Chapter 10: SIMD Vectorization
Metadata Card
| Attribute | Content |
|---|---|
| Difficulty | (Advanced) |
| Prerequisites | Chapter 8 (Query Execution), basic CPU architecture |
| Keywords | SIMD, SSE, AVX, vectorized execution, data parallelism, CPU pipeline |
| Code | C++ (intrinsics), Python (simulated) |
Your Progress
"The warehouse introduced an automated assembly line — processing entire batches at once, instead of moving items one by one."
What is SIMD?
SIMD (Single Instruction, Multiple Data): A CPU instruction applies the same operation to multiple data elements simultaneously.

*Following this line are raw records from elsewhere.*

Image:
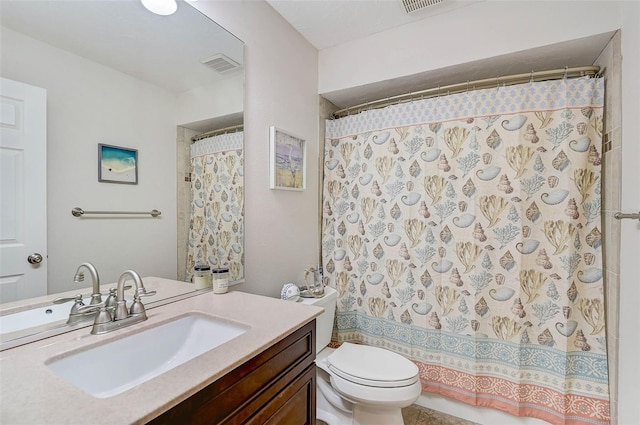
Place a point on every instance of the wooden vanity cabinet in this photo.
(278, 386)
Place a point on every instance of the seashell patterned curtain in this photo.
(216, 227)
(464, 233)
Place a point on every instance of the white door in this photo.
(23, 191)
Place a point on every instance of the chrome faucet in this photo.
(122, 317)
(96, 297)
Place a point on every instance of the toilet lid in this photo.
(372, 366)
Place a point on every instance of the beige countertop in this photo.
(30, 393)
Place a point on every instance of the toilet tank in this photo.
(324, 322)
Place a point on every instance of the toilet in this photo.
(359, 384)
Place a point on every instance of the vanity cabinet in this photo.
(277, 386)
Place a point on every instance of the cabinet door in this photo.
(295, 405)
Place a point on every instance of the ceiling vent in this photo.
(415, 5)
(220, 63)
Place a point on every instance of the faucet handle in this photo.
(112, 298)
(142, 292)
(103, 315)
(62, 300)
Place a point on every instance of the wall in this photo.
(221, 98)
(611, 61)
(88, 104)
(281, 90)
(461, 36)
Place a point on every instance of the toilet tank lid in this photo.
(372, 363)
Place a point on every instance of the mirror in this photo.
(117, 74)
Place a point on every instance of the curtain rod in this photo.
(217, 132)
(554, 74)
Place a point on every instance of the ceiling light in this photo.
(161, 7)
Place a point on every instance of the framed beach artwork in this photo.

Scalar (one at a time): Vector (SIMD, 4 at a time):
a[0] + b[0] a[0..3] + b[0..3]
a[1] + b[1]
a[2] + b[2]
a[3] + b[3]One instruction → Multiple data lanes → Parallel computation in a single core.
SIMD Instruction Sets
| Extension | Width | Registers | Available |
|---|---|---|---|
| MMX | 64-bit | 8 | 1997 (obsolete) |
| SSE | 128-bit | 16 (XMM) | 1999 |
| SSE2 | 128-bit | 16 (XMM) | 2001 |
| AVX | 256-bit | 16 (YMM) | 2011 |
| AVX2 | 256-bit | 16 (YMM) | 2013 |
| AVX-512 | 512-bit | 32 (ZMM) | 2017 (Xeon) |
| NEON | 128-bit | 32 | ARM (smartphones) |
| SVE | Variable (128-2048-bit) | — | ARM (servers) |
SIMD in Databases
Key operations that benefit from SIMD:
Filtering (selection): Compare a column of values against a predicate
WHERE value > 100: Load vector of values, compare, collect matching indices
Aggregation: Sum, average, min, max over a column
SELECT SUM(salary): Horizontal add across vector lanes
Hash probing: Compute hash for multiple keys simultaneously
Data serialization/deserialization: Batch encode/decode multiple values
Compression/Decompression: Dictionary lookups, delta decoding
Example: SIMD Filter
Without SIMD (scalar):
int count = 0;
for (int i = 0; i < N; i++) {
if (data[i] > threshold) {
result[count++] = i;
}
}With SIMD (AVX2, 256-bit = 8 int32s):
__m256i thresh_vec = _mm256_set1_epi32(threshold);
int count = 0;
for (int i = 0; i < N; i += 8) {
__m256i data_vec = _mm256_loadu_si256((__m256i*)&data[i]);
__m256i mask = _mm256_cmpgt_epi32(data_vec, thresh_vec);
int mask_bits = _mm256_movemask_ps((__m256)mask);
// Collect matching indices (compress store)
while (mask_bits) {
int idx = __builtin_ctz(mask_bits);
result[count++] = i + idx;
mask_bits &= mask_bits - 1;
}
}Challenges
| Challenge | Description | Solution |
|---|---|---|
| Data alignment | Misaligned loads are slower | Use aligned allocation |
| Irregular data | String/long values | Columnar + dictionary encoding |
| Control flow | Branches break SIMD | Predication (compute both paths) |
| Portability | Different ISAs | Use libraries (Highway, SIMDe) |
Libraries
| Library | Features |
|---|---|
| Highway (Google) | Portable SIMD with auto-dispatch |
| SIMDe | Portable SIMD intrinsics (emulates advanced on older CPUs) |
| EVE | Expressive SIMD in C++20 |
| xsimd | C++ wrapper for cross-platform SIMD |
Traveler's Notes
SIMD turns the database into a parallel processing engine within a single core. Combined with columnar storage, it enables modern analytical databases to process billions of rows per second per core. It's a key reason why columnar databases are so much faster for analytical queries than row stores.